I find a potential answer in does-pthread-mutex-lock-have-happens-before-semantics which indicates a mail that says a external function call act as compiler memory fences. 我在do-pthread-mutex-lock-have-happen-before-semantics中找到了一个潜在的答案，它表示一个外部函数调用充当编译器内存栅栏的邮件。

Is it always true? 它总是如此吗？ And where is the standard? 标准在哪里？

Answer 1

Threads are a fairly complicated, low-level feature. 线程是一个相当复杂的低级功能。 Historically, there was no standard C thread functionality, and instead it was done differently on different OS's. 从历史上看，没有标准的C线程功能，而是在不同的操作系统上以不同的方式完成。 Today there is mainly the POSIX threads standard, which has been implemented in Linux and BSD, and now by extension OS X, and there are Windows threads, starting with Win32 and on. 今天主要有POSIX线程标准，已在Linux和BSD中实现，现在通过扩展OS X，并且有Windows线程，从Win32开始。 Potentially, there could be other systems besides these. 除了这些之外，可能还有其他系统。

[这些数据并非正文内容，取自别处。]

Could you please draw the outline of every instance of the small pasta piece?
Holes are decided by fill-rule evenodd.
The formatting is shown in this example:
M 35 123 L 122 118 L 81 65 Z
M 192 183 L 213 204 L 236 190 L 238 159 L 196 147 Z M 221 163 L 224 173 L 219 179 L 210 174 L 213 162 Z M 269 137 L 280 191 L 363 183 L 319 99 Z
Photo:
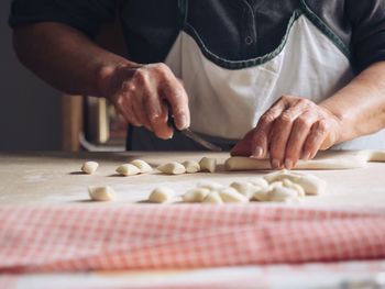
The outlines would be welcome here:
M 88 175 L 92 175 L 99 167 L 99 164 L 96 162 L 86 162 L 81 166 L 81 171 Z
M 117 168 L 117 173 L 121 176 L 135 176 L 141 174 L 141 170 L 131 164 L 124 164 Z
M 327 187 L 327 182 L 323 179 L 312 175 L 301 177 L 296 184 L 302 187 L 306 194 L 314 196 L 324 193 Z
M 222 184 L 216 181 L 204 180 L 198 182 L 198 188 L 209 189 L 209 190 L 219 190 L 226 188 Z
M 158 187 L 151 192 L 148 201 L 155 203 L 165 203 L 172 201 L 174 196 L 175 192 L 173 189 L 168 187 Z
M 267 188 L 268 182 L 264 178 L 254 178 L 253 180 L 250 181 L 254 186 L 258 186 L 261 188 Z
M 267 202 L 270 200 L 268 190 L 266 188 L 260 188 L 254 191 L 253 201 Z
M 218 190 L 219 196 L 223 202 L 232 203 L 246 203 L 249 199 L 243 194 L 239 193 L 234 188 L 224 188 Z
M 297 201 L 298 192 L 285 187 L 275 187 L 268 192 L 268 199 L 274 202 Z
M 223 203 L 223 201 L 217 191 L 211 191 L 202 200 L 202 203 Z
M 184 165 L 177 162 L 172 162 L 172 163 L 158 166 L 157 170 L 166 175 L 182 175 L 186 173 L 186 168 L 184 167 Z
M 284 187 L 297 191 L 299 198 L 305 197 L 305 190 L 298 184 L 295 184 L 288 179 L 284 179 Z
M 134 159 L 130 162 L 131 165 L 138 167 L 142 174 L 147 174 L 153 171 L 153 168 L 144 160 L 142 159 Z
M 249 200 L 253 198 L 256 190 L 256 186 L 253 186 L 248 181 L 234 181 L 230 185 L 231 188 L 234 188 L 238 192 L 242 193 Z
M 114 190 L 111 187 L 88 187 L 88 194 L 92 201 L 111 201 L 114 199 Z
M 186 162 L 183 162 L 182 165 L 184 165 L 184 167 L 186 168 L 187 174 L 194 174 L 200 170 L 199 163 L 195 160 L 186 160 Z
M 201 171 L 215 173 L 217 170 L 217 159 L 204 157 L 200 159 L 199 166 Z

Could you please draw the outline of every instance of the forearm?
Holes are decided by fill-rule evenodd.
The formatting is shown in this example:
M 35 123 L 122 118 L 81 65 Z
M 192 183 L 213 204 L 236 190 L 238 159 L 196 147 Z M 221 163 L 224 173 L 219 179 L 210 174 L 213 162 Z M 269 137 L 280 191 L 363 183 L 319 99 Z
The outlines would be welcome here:
M 362 71 L 346 87 L 320 103 L 341 123 L 338 143 L 385 127 L 385 62 Z
M 55 88 L 73 95 L 105 97 L 111 70 L 136 66 L 107 52 L 67 25 L 38 23 L 14 31 L 20 60 Z

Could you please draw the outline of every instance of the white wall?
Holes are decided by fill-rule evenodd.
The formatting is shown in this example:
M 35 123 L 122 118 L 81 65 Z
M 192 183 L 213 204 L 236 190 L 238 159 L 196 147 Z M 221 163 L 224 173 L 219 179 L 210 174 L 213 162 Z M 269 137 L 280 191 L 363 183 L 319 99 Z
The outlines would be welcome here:
M 59 93 L 19 64 L 8 15 L 0 1 L 0 151 L 61 148 Z

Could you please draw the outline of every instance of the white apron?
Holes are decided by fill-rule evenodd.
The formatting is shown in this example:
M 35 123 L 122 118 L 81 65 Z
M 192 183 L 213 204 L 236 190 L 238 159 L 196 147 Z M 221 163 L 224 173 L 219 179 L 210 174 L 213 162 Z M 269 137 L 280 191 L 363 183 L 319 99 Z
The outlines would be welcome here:
M 193 131 L 213 136 L 211 141 L 217 143 L 235 143 L 234 140 L 253 129 L 283 95 L 318 103 L 352 80 L 350 60 L 324 31 L 316 26 L 310 13 L 296 11 L 279 47 L 266 56 L 245 62 L 216 56 L 186 22 L 165 63 L 185 84 Z M 243 65 L 246 68 L 223 68 L 205 54 L 227 67 Z M 385 148 L 384 141 L 382 131 L 338 148 Z

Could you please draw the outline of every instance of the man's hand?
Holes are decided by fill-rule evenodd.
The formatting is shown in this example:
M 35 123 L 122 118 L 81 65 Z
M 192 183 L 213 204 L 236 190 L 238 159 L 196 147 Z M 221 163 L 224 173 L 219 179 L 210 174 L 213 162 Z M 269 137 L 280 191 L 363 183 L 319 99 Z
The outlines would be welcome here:
M 340 120 L 327 108 L 308 99 L 284 96 L 231 154 L 264 158 L 268 153 L 273 168 L 292 169 L 298 159 L 311 159 L 319 149 L 334 145 L 341 127 Z
M 177 129 L 190 124 L 187 93 L 165 64 L 107 67 L 101 74 L 103 96 L 134 126 L 145 126 L 160 138 L 170 138 L 168 109 Z

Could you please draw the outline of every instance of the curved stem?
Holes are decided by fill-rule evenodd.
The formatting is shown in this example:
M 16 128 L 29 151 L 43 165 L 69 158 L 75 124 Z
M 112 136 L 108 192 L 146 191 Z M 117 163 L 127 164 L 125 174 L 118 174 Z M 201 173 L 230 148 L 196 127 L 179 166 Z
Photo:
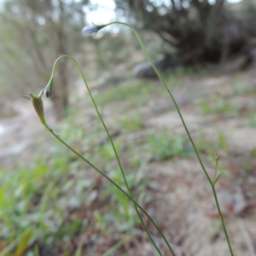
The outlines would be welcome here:
M 83 72 L 82 72 L 82 70 L 81 70 L 79 65 L 78 64 L 78 62 L 75 61 L 75 59 L 73 59 L 73 57 L 71 57 L 71 56 L 69 56 L 69 55 L 62 55 L 62 56 L 60 56 L 59 58 L 57 58 L 57 59 L 55 60 L 55 63 L 54 63 L 53 70 L 52 70 L 52 75 L 51 75 L 50 79 L 53 79 L 54 73 L 55 73 L 55 66 L 56 66 L 58 61 L 60 61 L 61 58 L 69 58 L 69 59 L 71 59 L 73 61 L 74 61 L 74 63 L 77 65 L 77 67 L 78 67 L 78 68 L 79 68 L 79 73 L 80 73 L 80 74 L 81 74 L 81 76 L 82 76 L 82 78 L 83 78 L 83 80 L 84 80 L 84 84 L 85 84 L 85 86 L 86 86 L 86 88 L 87 88 L 87 90 L 88 90 L 88 92 L 89 92 L 89 95 L 90 95 L 90 99 L 91 99 L 91 101 L 92 101 L 92 103 L 93 103 L 93 105 L 94 105 L 94 108 L 95 108 L 95 109 L 96 109 L 96 113 L 97 113 L 97 115 L 98 115 L 98 117 L 99 117 L 99 119 L 100 119 L 100 120 L 101 120 L 101 122 L 102 122 L 102 125 L 103 125 L 103 127 L 104 127 L 104 129 L 105 129 L 105 131 L 106 131 L 106 133 L 107 133 L 107 135 L 108 135 L 108 139 L 109 139 L 109 141 L 110 141 L 110 143 L 111 143 L 112 148 L 113 148 L 113 151 L 114 151 L 114 154 L 115 154 L 115 157 L 116 157 L 116 159 L 117 159 L 118 165 L 119 165 L 119 168 L 120 168 L 121 174 L 122 174 L 122 177 L 123 177 L 123 178 L 124 178 L 124 181 L 125 181 L 125 186 L 126 186 L 126 189 L 127 189 L 127 191 L 128 191 L 128 193 L 129 193 L 131 198 L 132 198 L 132 199 L 134 200 L 133 195 L 132 195 L 132 194 L 131 194 L 131 192 L 130 187 L 129 187 L 129 185 L 128 185 L 128 182 L 127 182 L 127 180 L 126 180 L 126 177 L 125 177 L 124 169 L 123 169 L 123 167 L 122 167 L 122 165 L 121 165 L 121 162 L 120 162 L 119 154 L 118 154 L 118 153 L 117 153 L 116 148 L 115 148 L 115 146 L 114 146 L 114 143 L 113 143 L 113 140 L 112 140 L 112 137 L 111 137 L 111 136 L 110 136 L 110 133 L 109 133 L 108 128 L 107 128 L 107 125 L 106 125 L 106 124 L 105 124 L 105 122 L 104 122 L 104 120 L 103 120 L 103 119 L 102 119 L 102 115 L 101 115 L 101 113 L 100 113 L 100 112 L 99 112 L 99 110 L 98 110 L 98 108 L 97 108 L 97 106 L 96 106 L 96 102 L 95 102 L 95 100 L 94 100 L 94 97 L 93 97 L 93 96 L 92 96 L 92 94 L 91 94 L 91 91 L 90 91 L 90 88 L 89 88 L 89 86 L 88 86 L 88 84 L 87 84 L 87 82 L 86 82 L 85 77 L 84 77 L 84 73 L 83 73 Z M 45 89 L 46 89 L 46 88 L 45 88 Z M 44 89 L 44 90 L 45 90 L 45 89 Z M 148 235 L 149 240 L 151 241 L 151 242 L 152 242 L 153 245 L 154 246 L 154 247 L 155 247 L 155 249 L 157 250 L 157 252 L 159 253 L 159 254 L 160 254 L 160 256 L 162 256 L 162 253 L 160 253 L 160 249 L 159 249 L 158 247 L 156 246 L 156 244 L 155 244 L 154 239 L 152 238 L 150 233 L 148 232 L 148 229 L 147 229 L 147 227 L 146 227 L 146 224 L 145 224 L 145 223 L 144 223 L 143 218 L 142 218 L 142 216 L 141 216 L 140 213 L 139 213 L 139 211 L 138 211 L 138 209 L 137 209 L 137 205 L 134 204 L 134 207 L 135 207 L 137 214 L 137 216 L 138 216 L 138 218 L 139 218 L 139 219 L 140 219 L 140 221 L 141 221 L 141 223 L 142 223 L 142 225 L 143 226 L 143 229 L 145 230 L 145 231 L 146 231 L 146 233 L 147 233 L 147 235 Z M 167 245 L 169 250 L 171 251 L 171 253 L 172 253 L 172 255 L 175 256 L 175 253 L 174 253 L 174 252 L 173 252 L 172 247 L 170 246 L 169 242 L 167 241 L 166 238 L 165 237 L 164 234 L 162 233 L 162 231 L 161 231 L 160 230 L 159 230 L 159 232 L 160 233 L 161 236 L 163 237 L 164 241 L 166 241 L 166 245 Z
M 210 177 L 209 177 L 209 175 L 208 175 L 208 173 L 207 173 L 207 170 L 206 170 L 206 168 L 205 168 L 205 166 L 204 166 L 204 165 L 203 165 L 203 163 L 202 163 L 202 161 L 201 161 L 201 157 L 200 157 L 200 155 L 199 155 L 199 154 L 198 154 L 198 151 L 197 151 L 197 149 L 196 149 L 196 148 L 195 148 L 195 143 L 194 143 L 194 141 L 193 141 L 193 139 L 192 139 L 192 137 L 191 137 L 191 135 L 190 135 L 190 132 L 189 132 L 189 129 L 188 129 L 188 127 L 187 127 L 187 125 L 186 125 L 186 123 L 185 123 L 185 121 L 184 121 L 184 119 L 183 119 L 183 115 L 182 115 L 182 113 L 181 113 L 181 112 L 180 112 L 180 110 L 179 110 L 179 108 L 178 108 L 178 106 L 177 106 L 177 102 L 176 102 L 176 101 L 175 101 L 175 99 L 174 99 L 174 97 L 173 97 L 173 96 L 172 96 L 171 90 L 170 90 L 169 88 L 167 87 L 166 84 L 165 83 L 165 80 L 163 79 L 162 76 L 160 75 L 160 73 L 159 73 L 159 71 L 158 71 L 158 69 L 156 68 L 155 65 L 154 64 L 154 62 L 153 62 L 151 57 L 149 56 L 148 51 L 146 50 L 146 48 L 145 48 L 145 46 L 144 46 L 144 44 L 143 44 L 143 41 L 142 41 L 142 39 L 141 39 L 141 37 L 139 36 L 139 34 L 137 33 L 137 32 L 135 30 L 135 28 L 133 28 L 131 25 L 129 25 L 129 24 L 127 24 L 127 23 L 119 22 L 119 21 L 110 22 L 110 23 L 105 25 L 104 26 L 108 26 L 108 25 L 112 25 L 112 24 L 120 24 L 120 25 L 124 25 L 124 26 L 126 26 L 130 27 L 130 28 L 132 30 L 132 32 L 135 33 L 137 38 L 138 39 L 138 41 L 139 41 L 139 43 L 140 43 L 140 44 L 141 44 L 141 46 L 142 46 L 142 48 L 143 48 L 143 52 L 144 52 L 145 55 L 146 55 L 148 60 L 149 62 L 151 63 L 152 67 L 154 68 L 154 72 L 156 73 L 158 78 L 160 79 L 160 80 L 161 81 L 162 84 L 164 85 L 164 87 L 165 87 L 166 90 L 167 90 L 167 92 L 168 92 L 170 97 L 172 98 L 172 102 L 173 102 L 173 103 L 174 103 L 174 105 L 175 105 L 175 108 L 176 108 L 176 109 L 177 109 L 177 113 L 178 113 L 178 115 L 179 115 L 179 117 L 180 117 L 180 119 L 181 119 L 181 121 L 182 121 L 182 123 L 183 123 L 183 126 L 184 126 L 184 128 L 185 128 L 185 131 L 186 131 L 187 135 L 188 135 L 188 137 L 189 137 L 189 141 L 190 141 L 190 143 L 191 143 L 191 144 L 192 144 L 192 146 L 193 146 L 194 151 L 195 151 L 195 154 L 196 154 L 196 157 L 197 157 L 197 159 L 198 159 L 198 160 L 199 160 L 199 163 L 200 163 L 200 165 L 201 165 L 201 168 L 202 168 L 202 170 L 203 170 L 203 172 L 204 172 L 204 173 L 205 173 L 205 175 L 206 175 L 206 177 L 207 177 L 208 182 L 210 183 L 212 188 L 213 188 L 213 189 L 212 189 L 212 192 L 213 192 L 213 195 L 214 195 L 214 199 L 215 199 L 215 203 L 216 203 L 216 206 L 217 206 L 217 208 L 218 208 L 218 214 L 219 214 L 221 222 L 222 222 L 223 229 L 224 229 L 224 233 L 225 233 L 226 241 L 227 241 L 227 242 L 228 242 L 230 253 L 230 254 L 231 254 L 232 256 L 234 256 L 233 250 L 232 250 L 232 247 L 231 247 L 231 244 L 230 244 L 230 242 L 229 235 L 228 235 L 228 232 L 227 232 L 227 230 L 226 230 L 225 224 L 224 224 L 224 218 L 223 218 L 223 216 L 222 216 L 222 213 L 221 213 L 221 211 L 220 211 L 220 207 L 219 207 L 219 205 L 218 205 L 218 201 L 216 191 L 215 191 L 215 189 L 214 189 L 214 184 L 213 184 L 213 183 L 212 182 L 212 180 L 211 180 L 211 178 L 210 178 Z
M 103 177 L 105 177 L 113 186 L 115 186 L 119 191 L 121 191 L 125 196 L 127 196 L 136 206 L 137 208 L 139 208 L 150 220 L 150 222 L 153 224 L 153 225 L 156 228 L 156 230 L 159 231 L 160 234 L 162 234 L 160 229 L 158 227 L 156 223 L 154 221 L 154 219 L 150 217 L 150 215 L 131 197 L 127 192 L 125 192 L 121 187 L 119 187 L 115 182 L 113 182 L 108 175 L 106 175 L 102 171 L 98 169 L 96 166 L 95 166 L 91 162 L 90 162 L 87 159 L 85 159 L 84 156 L 82 156 L 79 153 L 78 153 L 76 150 L 74 150 L 72 147 L 70 147 L 68 144 L 67 144 L 58 135 L 56 135 L 52 129 L 50 129 L 46 122 L 43 123 L 43 125 L 45 126 L 45 128 L 62 144 L 64 144 L 67 148 L 69 148 L 72 152 L 73 152 L 76 155 L 78 155 L 79 158 L 81 158 L 84 162 L 86 162 L 89 166 L 90 166 L 92 168 L 94 168 L 96 171 L 97 171 L 100 174 L 102 174 Z M 166 243 L 168 241 L 166 240 L 166 237 L 163 236 L 163 239 Z M 169 243 L 168 243 L 169 244 Z M 173 254 L 175 256 L 175 254 Z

GCC doesn't directly contain a POSIX threads implementation, instead it may be a client of libpthread on a linux system. GCC不直接包含POSIX线程实现，而是可能是linux系统上libpthread的客户端。 When you build GCC from source, you have to configure and build separately a number of ancillary libraries, supporting things like big numbers and threads. 当您从源代码构建GCC时，您必须单独配置和构建许多辅助库，支持大数字和线程等内容。 That is the point at which you select how threading will be done. 这就是您选择如何完成线程的点。 If you do it the standard way on linux, you will have an implementation of std::thread in terms of pthreads. 如果你在linux上采用标准方式，那么就pthreads而言，你将拥有std::thread的实现。

On windows, starting with MSVC C++11 compliance, the MSVC devs implemented std::thread in terms of the native windows threads interface. 在Windows上，从MSVC C ++ 11合规性开始，MSVC开发人员在本机Windows线程接口方面实现了std::thread 。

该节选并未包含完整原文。